To be on the professional side, make sure you do not have any pocket knives, food or beverages or anything that may be confiscated. There is no coincidence in the justice system, save yourself the embarrassment.

Apart from considering security checks, you will use the rest of the 30 minutes to check the daily hearing list for the courtroom and time. If the matter in which you are interested in is not on the list, ask a member of the court staff to direct you to the counter where someone can look up where and when the matter is being heard. All this can be done if you arrive on time.

Electronic gadgets are not permitted: Members of the public are not allowed to use electronic devices, for example, cameras, cellphones, recording devices etc. unless the presiding judge orders otherwise. Counsel, parties and members of the media may use electronic devices subject to certain conditions and restrictions. Most court proceedings are open to the public. Sometimes judges may order in camera (in private) (in chambers) proceedings, where mostly cases of national security are involved. If a notice is put on the courtroom door, notifying the public that the hearing is not open to them, do not enter.

Court Attire: Hats or headwear are not permitted except for religious reasons. You will appear polite when you remove your sunglasses before entering the courtroom. I have seen some people who rest their sunglasses just above their forehead, while this may be considered stylish at your friends get together; don’t try this in front of a magistrate. Wear clean and neat clothing, don’t go dressed in a T-shirt, shorts or flip flops.

Every time I put on a suit and a tie, I feel good and I smile frequently to prove my innocence- I recommend you to dress to express when going for court, unless you have an objection.

The court staff is not there to offer the defendant any legal advice; instead it is responsible for maintaining security and decorum in the courtroom. Be fair enough and comply with their directives.

However, as the 2018 legal year rolls out, I encourage everyone who will be taking part in court proceedings not to recycle the old etiquette myths.
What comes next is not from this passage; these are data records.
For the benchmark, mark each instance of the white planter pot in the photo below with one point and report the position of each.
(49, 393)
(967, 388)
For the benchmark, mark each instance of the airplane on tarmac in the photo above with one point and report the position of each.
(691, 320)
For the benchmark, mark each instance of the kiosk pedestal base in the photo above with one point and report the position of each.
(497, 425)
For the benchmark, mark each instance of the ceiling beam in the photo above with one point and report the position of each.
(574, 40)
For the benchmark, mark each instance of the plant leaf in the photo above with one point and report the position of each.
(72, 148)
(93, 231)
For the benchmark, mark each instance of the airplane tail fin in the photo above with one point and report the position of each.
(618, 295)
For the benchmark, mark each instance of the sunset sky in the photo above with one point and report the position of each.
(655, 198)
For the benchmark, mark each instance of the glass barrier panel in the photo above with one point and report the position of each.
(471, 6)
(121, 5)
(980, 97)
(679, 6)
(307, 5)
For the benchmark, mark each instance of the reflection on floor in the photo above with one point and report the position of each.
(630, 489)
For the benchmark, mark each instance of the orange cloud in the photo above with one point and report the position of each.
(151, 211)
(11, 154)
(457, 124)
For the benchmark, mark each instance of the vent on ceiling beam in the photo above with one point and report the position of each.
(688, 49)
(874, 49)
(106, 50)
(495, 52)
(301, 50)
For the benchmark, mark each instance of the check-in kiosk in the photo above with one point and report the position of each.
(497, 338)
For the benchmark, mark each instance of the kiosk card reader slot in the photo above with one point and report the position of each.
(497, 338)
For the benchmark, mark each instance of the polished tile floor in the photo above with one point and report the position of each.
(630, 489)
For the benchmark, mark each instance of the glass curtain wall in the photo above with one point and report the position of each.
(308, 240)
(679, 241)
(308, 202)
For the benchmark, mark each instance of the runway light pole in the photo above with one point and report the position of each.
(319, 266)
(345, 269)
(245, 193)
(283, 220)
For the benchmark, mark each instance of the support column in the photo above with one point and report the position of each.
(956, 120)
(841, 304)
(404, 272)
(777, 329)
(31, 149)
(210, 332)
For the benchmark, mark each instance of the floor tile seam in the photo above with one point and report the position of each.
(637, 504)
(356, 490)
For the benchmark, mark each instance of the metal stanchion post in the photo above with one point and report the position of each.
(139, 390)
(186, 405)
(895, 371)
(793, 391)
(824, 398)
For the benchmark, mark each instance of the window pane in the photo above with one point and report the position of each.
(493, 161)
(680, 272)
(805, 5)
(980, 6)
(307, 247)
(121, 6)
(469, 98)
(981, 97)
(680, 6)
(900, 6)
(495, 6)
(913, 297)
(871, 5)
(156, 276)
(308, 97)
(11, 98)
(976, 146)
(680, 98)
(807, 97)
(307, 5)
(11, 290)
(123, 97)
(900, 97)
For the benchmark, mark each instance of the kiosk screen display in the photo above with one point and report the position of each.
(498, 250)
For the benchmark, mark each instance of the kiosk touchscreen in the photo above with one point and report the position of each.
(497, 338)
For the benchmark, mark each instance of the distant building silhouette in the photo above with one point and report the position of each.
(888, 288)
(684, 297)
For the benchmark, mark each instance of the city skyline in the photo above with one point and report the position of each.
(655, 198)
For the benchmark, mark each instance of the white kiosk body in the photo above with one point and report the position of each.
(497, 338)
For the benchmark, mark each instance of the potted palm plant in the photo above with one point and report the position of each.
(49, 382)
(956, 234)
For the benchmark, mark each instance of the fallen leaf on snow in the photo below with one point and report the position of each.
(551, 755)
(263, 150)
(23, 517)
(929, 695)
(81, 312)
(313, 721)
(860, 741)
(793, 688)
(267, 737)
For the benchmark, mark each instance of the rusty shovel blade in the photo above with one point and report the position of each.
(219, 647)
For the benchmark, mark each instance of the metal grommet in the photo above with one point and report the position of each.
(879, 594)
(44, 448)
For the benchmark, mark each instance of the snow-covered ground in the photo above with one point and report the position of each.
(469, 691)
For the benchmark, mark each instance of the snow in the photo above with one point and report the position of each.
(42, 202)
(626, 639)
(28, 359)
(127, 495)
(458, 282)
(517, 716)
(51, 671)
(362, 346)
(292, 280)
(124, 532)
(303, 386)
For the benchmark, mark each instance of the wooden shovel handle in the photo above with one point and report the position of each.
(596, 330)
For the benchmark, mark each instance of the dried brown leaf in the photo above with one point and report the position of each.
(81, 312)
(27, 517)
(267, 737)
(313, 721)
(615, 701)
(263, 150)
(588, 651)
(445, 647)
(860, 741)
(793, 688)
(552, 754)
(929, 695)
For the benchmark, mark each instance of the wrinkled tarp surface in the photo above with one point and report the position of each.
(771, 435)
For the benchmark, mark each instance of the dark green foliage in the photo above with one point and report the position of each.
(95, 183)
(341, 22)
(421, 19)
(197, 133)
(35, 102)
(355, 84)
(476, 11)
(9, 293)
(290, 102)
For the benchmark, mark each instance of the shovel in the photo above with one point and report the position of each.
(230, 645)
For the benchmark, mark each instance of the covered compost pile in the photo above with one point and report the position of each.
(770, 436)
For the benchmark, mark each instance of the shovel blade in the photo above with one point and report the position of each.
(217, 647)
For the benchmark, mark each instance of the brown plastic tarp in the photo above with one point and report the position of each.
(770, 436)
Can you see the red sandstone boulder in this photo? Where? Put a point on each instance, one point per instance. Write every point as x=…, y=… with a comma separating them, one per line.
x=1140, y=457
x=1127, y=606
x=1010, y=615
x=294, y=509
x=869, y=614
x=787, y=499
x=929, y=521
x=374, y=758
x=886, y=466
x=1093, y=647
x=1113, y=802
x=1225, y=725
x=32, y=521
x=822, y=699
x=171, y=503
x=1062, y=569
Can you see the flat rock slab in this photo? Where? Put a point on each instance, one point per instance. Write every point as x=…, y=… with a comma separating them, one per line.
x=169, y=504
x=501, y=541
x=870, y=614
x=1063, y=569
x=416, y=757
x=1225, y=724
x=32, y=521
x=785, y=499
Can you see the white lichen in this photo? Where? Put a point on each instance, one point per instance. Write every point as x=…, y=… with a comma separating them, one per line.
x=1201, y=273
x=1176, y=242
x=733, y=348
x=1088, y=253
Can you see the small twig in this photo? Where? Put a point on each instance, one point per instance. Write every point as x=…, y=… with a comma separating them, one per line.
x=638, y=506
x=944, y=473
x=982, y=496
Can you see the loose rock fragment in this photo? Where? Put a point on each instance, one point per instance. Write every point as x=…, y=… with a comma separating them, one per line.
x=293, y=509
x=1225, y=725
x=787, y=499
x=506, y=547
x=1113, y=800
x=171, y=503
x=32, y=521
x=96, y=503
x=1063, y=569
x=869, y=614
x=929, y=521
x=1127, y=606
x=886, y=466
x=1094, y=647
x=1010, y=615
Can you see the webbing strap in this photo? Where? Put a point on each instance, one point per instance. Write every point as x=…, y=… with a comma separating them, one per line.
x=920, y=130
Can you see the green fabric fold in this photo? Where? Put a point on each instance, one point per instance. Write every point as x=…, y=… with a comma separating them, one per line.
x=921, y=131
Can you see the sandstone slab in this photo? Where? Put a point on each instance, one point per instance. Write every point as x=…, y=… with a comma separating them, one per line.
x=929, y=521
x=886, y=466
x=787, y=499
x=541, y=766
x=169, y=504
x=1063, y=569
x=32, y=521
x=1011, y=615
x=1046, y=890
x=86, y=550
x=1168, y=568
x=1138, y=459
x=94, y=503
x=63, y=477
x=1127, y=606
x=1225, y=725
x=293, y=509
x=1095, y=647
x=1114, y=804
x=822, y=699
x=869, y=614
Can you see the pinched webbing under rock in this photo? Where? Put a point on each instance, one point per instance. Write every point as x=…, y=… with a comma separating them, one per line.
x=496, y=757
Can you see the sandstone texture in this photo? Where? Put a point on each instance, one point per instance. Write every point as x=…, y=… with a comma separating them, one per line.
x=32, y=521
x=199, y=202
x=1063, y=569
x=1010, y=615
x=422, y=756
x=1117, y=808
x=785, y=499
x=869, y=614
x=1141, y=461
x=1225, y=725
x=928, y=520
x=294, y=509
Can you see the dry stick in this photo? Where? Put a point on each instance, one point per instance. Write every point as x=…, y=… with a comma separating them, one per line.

It is our collective responsibility as citizens to honor the laws behind the courtroom, to honor the law behind the judge and to honor the people behind the law. Let us all rise and keep standing for the practice of good manners and behaviour in all corners of our communities.

-Justice Simango is a Business Etiquette and Grooming Consultant who writes in his own capacity. He is a member of Toastmasters International.